Tensor / matrix decompositions

Ivan Oseledets

Skolkovo Institute of Science and Technology (Skoltech), Russia

Link to this talk: http://bit.ly/1xsnRqg

What is a tensor?

A tensor is a $d$-way array, $A(i_1, \ldots, i_d)$. For $d=2$ we get matrices.

A tensor decomposition is a (compact) representation of a tensor using fewer number of parameters.
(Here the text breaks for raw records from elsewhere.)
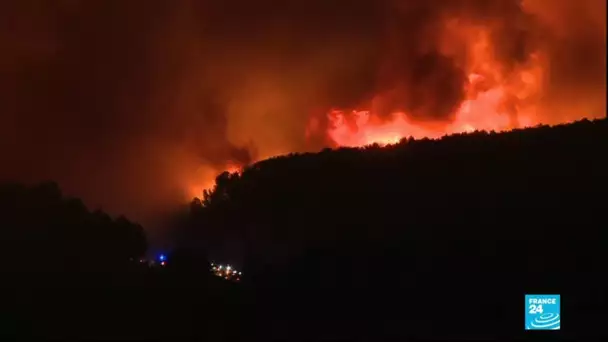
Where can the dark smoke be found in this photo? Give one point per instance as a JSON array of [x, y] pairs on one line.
[[124, 103]]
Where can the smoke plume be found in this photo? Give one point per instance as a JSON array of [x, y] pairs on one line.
[[136, 105]]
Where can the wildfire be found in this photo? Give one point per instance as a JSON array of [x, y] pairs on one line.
[[495, 99], [498, 96]]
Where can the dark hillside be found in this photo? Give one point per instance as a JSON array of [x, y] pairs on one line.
[[391, 239]]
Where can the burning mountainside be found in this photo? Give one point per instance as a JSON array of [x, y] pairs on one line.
[[158, 99]]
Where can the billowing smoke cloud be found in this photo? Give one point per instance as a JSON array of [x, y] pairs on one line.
[[134, 105]]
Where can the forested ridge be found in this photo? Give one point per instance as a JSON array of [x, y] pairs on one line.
[[425, 238]]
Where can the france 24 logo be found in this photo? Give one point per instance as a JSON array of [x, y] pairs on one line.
[[542, 312]]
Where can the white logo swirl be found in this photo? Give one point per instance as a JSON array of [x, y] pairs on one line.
[[548, 321]]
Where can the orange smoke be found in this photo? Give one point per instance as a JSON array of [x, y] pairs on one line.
[[497, 97], [500, 91]]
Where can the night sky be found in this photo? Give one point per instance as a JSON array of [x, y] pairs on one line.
[[131, 104]]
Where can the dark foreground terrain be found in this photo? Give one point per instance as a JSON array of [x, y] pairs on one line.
[[436, 239]]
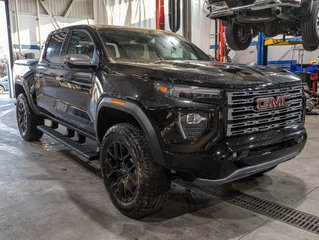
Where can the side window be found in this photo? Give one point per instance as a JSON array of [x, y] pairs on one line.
[[81, 43], [54, 48]]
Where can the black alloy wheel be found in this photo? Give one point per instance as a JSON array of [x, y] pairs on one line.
[[122, 171], [27, 120], [137, 185]]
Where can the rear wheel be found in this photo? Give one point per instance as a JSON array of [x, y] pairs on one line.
[[237, 36], [27, 120], [137, 185], [310, 28]]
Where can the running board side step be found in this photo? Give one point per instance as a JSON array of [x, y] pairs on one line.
[[80, 149]]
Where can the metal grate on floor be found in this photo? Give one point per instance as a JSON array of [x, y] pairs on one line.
[[267, 208]]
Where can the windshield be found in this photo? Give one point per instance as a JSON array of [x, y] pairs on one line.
[[131, 45]]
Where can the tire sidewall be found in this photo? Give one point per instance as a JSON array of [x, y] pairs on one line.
[[119, 136], [22, 100]]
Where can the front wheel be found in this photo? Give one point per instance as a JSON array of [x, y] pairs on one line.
[[310, 28], [237, 36], [136, 184], [27, 120]]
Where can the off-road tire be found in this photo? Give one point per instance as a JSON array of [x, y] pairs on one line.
[[28, 123], [309, 28], [233, 38], [152, 183]]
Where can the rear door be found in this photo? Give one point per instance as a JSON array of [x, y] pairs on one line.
[[47, 73], [75, 102]]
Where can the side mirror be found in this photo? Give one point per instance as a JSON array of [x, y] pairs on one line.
[[79, 61]]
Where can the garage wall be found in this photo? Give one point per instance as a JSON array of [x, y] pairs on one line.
[[141, 13], [53, 14]]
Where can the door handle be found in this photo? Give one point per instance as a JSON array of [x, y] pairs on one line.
[[60, 78]]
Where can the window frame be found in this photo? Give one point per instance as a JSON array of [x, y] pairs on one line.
[[61, 50], [67, 44]]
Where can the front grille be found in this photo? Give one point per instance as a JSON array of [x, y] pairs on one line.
[[245, 118]]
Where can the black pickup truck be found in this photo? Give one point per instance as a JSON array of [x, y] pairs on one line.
[[158, 107]]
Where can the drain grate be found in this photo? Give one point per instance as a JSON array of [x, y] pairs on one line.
[[270, 209]]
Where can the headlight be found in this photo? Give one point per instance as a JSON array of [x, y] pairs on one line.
[[189, 92], [192, 125]]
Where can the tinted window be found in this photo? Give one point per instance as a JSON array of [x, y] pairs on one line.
[[148, 46], [54, 47], [81, 43]]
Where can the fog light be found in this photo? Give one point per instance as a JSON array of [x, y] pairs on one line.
[[195, 118], [192, 125]]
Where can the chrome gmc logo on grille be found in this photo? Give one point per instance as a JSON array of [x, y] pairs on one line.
[[272, 102]]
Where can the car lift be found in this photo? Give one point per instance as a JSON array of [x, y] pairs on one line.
[[264, 43]]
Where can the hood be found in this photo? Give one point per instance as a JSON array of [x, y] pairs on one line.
[[209, 74]]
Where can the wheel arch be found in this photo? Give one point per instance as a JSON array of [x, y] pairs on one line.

Review: T. Kolda, B. Bader, Tensor decompositions

They appear in many applications:

multivariate functions approximations, quantum mechanics, multiparametric problems, hypergraphs, multidimensional data...

General setup

We select a certain manifold $\mathcal{M}$ of tensors with small dimension, and try to solve:

  1. Optimization problems, $F(X) \rightarrow \min$ with $X \in \mathcal{M}$

  2. (or) Using apriopri knowledge of $X \in \mathcal{M}$ recover $X$ by sampling

Multivariate functions

Many applications involve computation of a complex function of several parameters:

$$E = f(p_1, \ldots, p_M)$$

Any single function computation can be time-consuming.

A good interpolation scheme might be a good idea.

Multivariate function interpolation

There are not too many efficient methods for working with multivariate functions:

  • Radial basis functions
  • Sparse grids
  • Best $N$-term approximation (wavelets?)
  • Different machine learning techniques (decision trees, neural networks)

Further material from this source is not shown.